The version number is stored in the VERSION file. The versioning follows the semantic versioning scheme (major.intermediate.minor). The minor number is incremented for small changes like aesthetics, small bug fixes or performance improvements. After merging a PR the minor version will usually be increased to make improvements available as fast as possible. The intermediate number is incremented for bigger features or several smaller features/bugfixes. The major number is incremented for breaking changes, disrupting features or major changes to the UI/UX. If backwards compatibility is broken it is mentioned in the release notes.

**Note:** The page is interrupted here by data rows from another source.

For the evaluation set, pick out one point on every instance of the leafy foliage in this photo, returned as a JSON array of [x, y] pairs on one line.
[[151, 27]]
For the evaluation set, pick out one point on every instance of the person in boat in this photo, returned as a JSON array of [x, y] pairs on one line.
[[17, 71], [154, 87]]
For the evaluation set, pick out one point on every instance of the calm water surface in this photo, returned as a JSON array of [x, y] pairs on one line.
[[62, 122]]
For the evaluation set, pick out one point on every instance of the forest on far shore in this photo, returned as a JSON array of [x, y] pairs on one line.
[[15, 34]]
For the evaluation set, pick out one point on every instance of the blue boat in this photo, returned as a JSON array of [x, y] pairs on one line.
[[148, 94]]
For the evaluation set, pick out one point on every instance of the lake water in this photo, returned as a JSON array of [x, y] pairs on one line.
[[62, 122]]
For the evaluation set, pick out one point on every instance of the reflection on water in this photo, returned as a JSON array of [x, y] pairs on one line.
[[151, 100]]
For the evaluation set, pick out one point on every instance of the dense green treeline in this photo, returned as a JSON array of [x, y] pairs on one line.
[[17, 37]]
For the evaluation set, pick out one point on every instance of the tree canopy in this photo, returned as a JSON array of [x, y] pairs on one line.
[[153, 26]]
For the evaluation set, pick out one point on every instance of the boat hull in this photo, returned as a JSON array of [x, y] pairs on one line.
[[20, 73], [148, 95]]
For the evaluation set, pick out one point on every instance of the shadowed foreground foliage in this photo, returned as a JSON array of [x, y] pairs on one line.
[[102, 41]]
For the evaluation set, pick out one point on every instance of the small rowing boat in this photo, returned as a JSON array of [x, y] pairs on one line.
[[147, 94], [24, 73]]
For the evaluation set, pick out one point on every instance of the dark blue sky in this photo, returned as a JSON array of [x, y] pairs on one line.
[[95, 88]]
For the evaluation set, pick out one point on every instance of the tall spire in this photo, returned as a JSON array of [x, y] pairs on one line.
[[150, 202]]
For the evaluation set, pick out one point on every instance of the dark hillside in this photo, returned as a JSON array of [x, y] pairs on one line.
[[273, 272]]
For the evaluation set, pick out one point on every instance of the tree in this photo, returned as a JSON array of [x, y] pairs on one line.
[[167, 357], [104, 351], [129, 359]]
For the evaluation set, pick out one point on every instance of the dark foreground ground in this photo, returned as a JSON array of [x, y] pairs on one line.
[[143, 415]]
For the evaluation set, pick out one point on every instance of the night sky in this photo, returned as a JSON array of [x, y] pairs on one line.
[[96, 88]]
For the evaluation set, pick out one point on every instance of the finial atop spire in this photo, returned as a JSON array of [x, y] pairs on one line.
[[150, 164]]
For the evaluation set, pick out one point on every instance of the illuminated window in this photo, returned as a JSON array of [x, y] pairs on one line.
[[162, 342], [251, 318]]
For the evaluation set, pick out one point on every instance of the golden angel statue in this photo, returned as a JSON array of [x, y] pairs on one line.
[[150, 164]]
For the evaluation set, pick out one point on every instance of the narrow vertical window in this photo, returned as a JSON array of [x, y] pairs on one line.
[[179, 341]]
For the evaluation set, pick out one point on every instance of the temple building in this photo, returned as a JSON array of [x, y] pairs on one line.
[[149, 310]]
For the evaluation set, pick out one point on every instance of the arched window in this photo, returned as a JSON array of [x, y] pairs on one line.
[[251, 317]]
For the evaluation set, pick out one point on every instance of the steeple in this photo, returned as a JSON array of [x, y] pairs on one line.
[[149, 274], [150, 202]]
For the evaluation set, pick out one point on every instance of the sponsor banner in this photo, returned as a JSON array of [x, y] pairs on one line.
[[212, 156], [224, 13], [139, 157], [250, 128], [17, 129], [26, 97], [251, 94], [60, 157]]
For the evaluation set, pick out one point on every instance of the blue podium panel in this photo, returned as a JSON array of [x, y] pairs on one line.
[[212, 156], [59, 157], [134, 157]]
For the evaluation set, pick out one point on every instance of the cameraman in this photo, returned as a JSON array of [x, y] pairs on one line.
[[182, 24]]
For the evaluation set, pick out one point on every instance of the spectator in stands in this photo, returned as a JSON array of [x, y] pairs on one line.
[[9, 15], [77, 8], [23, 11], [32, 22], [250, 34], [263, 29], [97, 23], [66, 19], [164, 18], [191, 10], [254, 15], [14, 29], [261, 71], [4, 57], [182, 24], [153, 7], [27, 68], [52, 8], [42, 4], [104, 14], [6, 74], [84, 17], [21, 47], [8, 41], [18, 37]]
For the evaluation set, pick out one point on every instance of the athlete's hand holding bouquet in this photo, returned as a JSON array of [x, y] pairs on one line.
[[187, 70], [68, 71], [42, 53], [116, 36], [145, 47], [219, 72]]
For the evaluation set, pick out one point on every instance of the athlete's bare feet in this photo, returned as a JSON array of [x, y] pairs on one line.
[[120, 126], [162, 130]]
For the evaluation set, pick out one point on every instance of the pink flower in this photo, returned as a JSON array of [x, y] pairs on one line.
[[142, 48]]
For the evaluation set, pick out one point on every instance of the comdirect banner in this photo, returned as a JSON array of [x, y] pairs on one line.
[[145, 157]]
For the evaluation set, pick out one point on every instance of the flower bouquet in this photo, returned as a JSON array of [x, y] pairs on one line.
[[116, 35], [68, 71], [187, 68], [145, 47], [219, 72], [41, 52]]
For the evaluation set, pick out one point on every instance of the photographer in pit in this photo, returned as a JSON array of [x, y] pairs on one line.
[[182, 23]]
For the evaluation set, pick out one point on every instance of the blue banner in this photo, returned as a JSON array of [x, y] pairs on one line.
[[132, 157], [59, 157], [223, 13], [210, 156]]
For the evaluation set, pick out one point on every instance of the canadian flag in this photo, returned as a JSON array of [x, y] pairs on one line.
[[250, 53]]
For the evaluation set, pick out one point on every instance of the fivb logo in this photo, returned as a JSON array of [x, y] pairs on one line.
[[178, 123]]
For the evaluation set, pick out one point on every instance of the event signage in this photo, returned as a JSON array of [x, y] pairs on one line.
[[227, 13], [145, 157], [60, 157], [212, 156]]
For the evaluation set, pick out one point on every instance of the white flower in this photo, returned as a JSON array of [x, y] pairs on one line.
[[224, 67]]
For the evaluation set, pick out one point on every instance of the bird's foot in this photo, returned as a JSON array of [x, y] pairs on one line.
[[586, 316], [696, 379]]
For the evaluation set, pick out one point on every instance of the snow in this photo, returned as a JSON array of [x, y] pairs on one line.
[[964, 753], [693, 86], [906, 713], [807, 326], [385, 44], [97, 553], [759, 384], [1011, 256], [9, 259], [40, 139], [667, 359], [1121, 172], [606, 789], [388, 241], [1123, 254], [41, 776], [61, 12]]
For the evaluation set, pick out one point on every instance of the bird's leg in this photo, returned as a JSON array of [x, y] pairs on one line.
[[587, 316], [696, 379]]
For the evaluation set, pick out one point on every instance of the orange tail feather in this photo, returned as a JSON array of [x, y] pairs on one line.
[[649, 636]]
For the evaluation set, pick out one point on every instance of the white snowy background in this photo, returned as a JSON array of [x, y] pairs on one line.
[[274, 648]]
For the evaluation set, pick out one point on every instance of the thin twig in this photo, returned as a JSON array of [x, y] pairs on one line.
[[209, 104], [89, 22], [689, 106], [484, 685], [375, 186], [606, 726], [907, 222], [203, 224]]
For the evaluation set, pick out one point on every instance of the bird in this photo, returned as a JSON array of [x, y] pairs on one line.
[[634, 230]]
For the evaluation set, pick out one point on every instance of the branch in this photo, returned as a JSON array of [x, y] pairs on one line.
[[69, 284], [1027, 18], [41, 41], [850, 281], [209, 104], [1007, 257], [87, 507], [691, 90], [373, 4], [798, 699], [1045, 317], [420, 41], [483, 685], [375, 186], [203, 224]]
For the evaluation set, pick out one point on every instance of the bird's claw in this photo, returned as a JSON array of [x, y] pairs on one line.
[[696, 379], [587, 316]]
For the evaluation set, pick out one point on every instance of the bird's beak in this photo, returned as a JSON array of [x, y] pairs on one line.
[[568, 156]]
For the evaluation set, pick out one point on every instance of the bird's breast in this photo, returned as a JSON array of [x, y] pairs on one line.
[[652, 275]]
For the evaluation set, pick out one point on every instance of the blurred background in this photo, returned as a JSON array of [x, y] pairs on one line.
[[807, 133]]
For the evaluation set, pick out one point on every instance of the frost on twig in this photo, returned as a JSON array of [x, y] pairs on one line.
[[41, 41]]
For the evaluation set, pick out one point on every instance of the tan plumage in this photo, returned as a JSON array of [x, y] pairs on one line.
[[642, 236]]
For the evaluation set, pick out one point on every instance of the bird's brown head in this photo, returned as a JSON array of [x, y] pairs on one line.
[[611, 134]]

The release notes of intermediate versions list all changes since the last intermediate version. Planned intermediate versions are tracked as github milestones.
Feel free to contribute to the project by forking it and creating a pull request. For larger changes please open an issue first to discuss the proposed changes. If you don't want to contribute code, you can also help by reporting bugs or suggesting features via the issue tracker.